Numa manhã de outubro, Jair Martinkovick podia ser encontrado de pé, nas docas de sua empresa, a Planac Informática, recebendo mais um carregamento de computadores velhos enviados pelo Banco Santander. “Nos últimos doze meses, o banco doou umas 3 mil máquinas velhas. Estão todas aqui”, disse Martinkovick enquanto passava os olhos pelas notas fiscais recém-saídas do pacote. Aos 51 anos de idade, o contador luta contra a reciclagem que mói e derrete peças de computadores. Para ele, a melhor saída para o e-lixo nacional é a remanufaturação, e a Dell Brasil concorda, sendo um de seus principais clientes.
Num passeio pelos 4 mil metros quadrados da Planac, instalada no bairro paulistano do Butantã, Martinkovick mostrou que, pegando uma peça aqui e outra ali, é possível montar computadores seminovos a preços acessíveis. “Com a configuração social do Brasil, e o tamanho da massa de analfabetos digitais que temos, precisamos dar sobrevida aos computadores velhos”, disse ele. “Não tem essa de descaracterizar ou derreter aparelhos que ainda podem ser utilizados. Isso deve ser feito apenas com o que não tem mais futuro nenhum.”
À frente de 120 funcionários, cujos nomes sabe de cor, o contador organizou um sistema de triagem que detecta quais peças descartadas ainda funcionam. Junta as melhores em uma nova máquina e, com uma tinta preta e outra prateada, desenvolvidas especialmente para aderir ao plástico amarelado do computador velho, repinta os aparelhos e prega neles o selo da Fundação Pensamento Digital. Do total das máquinas que consegue recondicionar (10 mil no ano passado), 70% são repassados gratuitamente a escolas, cursos e bibliotecas freqüentados por pessoas de baixa renda. O resto é revendido para quem ele bem entender, e pelo preço que considerar justo. Dessa transação, tira todo o rendimento que fez sua empresa crescer 600% em 12 anos.

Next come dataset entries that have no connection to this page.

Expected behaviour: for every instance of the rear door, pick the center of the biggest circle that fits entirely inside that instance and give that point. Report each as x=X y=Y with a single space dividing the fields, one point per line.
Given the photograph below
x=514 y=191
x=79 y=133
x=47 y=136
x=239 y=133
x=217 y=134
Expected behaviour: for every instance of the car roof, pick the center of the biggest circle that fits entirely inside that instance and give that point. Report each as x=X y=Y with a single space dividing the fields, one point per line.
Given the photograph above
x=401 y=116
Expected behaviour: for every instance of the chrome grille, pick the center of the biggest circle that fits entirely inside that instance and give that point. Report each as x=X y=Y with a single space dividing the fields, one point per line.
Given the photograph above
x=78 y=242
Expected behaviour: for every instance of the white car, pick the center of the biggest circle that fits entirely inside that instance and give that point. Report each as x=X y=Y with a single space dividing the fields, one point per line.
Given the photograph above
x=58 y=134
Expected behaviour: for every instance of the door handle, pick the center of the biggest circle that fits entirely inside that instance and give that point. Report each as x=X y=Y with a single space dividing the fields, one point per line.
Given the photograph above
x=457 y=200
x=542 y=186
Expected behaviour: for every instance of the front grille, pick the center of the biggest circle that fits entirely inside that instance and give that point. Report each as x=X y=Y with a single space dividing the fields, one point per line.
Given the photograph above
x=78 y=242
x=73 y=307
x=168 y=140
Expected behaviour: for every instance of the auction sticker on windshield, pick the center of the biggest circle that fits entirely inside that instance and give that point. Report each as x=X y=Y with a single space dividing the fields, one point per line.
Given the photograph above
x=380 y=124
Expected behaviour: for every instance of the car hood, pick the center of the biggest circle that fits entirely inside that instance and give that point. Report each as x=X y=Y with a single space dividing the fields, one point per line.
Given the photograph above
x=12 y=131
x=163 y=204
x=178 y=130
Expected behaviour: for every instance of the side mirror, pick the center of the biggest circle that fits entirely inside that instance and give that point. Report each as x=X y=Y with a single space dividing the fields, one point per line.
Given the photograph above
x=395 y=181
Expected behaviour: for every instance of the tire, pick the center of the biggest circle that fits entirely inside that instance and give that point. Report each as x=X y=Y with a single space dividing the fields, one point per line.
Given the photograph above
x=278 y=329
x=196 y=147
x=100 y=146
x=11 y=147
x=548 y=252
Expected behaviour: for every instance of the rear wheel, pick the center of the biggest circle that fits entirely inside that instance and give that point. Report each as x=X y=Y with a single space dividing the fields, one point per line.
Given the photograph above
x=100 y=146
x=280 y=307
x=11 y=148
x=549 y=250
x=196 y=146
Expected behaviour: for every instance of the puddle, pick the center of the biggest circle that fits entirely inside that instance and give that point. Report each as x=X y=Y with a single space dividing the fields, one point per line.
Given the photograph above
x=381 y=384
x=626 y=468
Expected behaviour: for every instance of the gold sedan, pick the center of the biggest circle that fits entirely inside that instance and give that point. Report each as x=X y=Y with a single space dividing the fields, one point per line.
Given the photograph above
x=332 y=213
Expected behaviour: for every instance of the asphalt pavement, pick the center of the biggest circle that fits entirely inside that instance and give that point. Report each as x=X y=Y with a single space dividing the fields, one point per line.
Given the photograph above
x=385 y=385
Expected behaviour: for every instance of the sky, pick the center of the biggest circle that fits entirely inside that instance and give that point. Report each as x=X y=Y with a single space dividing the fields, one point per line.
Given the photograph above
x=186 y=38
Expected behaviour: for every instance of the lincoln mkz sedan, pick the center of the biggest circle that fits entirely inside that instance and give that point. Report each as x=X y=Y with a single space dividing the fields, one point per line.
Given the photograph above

Martinkovick contou que a Planac foi quase toda montada com restos de obra e entulho: “O carpete foi herdado de uma obra no BankBoston, as grades verdes lá de fora vieram de uma lanchonete do McDonald’s e essa janela peguei na Gautama, aquela que ficou famosa com a Operação Navalha, da Polícia Federal. Tudo remanufaturado e lindo. Por que, então, os computadores têm que ser novinhos em folha?”
No setor de vendas da empresa, sobre prateleiras de metal que ocupam uma parede inteira, 100 gabinetes prateados aguardavam novos donos. Não pareciam remanufaturados, mas eram. “Esses fazem parte de um conjunto de 30 mil micros que funcionavam nas agências do INSS pelo Brasil afora”, disse. “Hoje, eles funcionam com um processador AMD Duron de 1 gigahertz, 256 megabytes de memória RAM, um HD de 20 gigabytes, CD-ROM e fax modem. Uma máquina simples e boa para quem está aprendendo.” Explicou que os computadores reciclados são vendidos por 600 reais, “parcelados em até seis vezes sem juros”.
No descampado de Americana, o sol se põe e a temperatura volta à casa dos 20 graus. Uma Fiorino branca cuspindo fumaça se aproxima e desova aos pés de Adílson dos Anjos uns sacos brancos transbordando de placas-mãe. Duzentos e trinta quilos, aponta a balança analógica, muito semelhante às que existiam nas farmácias até os anos 80. Logo atrás da Fiorino, estaciona uma picape escura. Traz mais quatro monitores, uma torre, oito teclados e dois mouses. Pelo teor e volume da sucata, o primeiro motorista embolsa 52,90 reais. O segundo, 16 reais.
“É claro que estou cansado”, diz Adílson dos Anjos. “Mas é preciso meter o porrete, isso aqui é dinheiro!”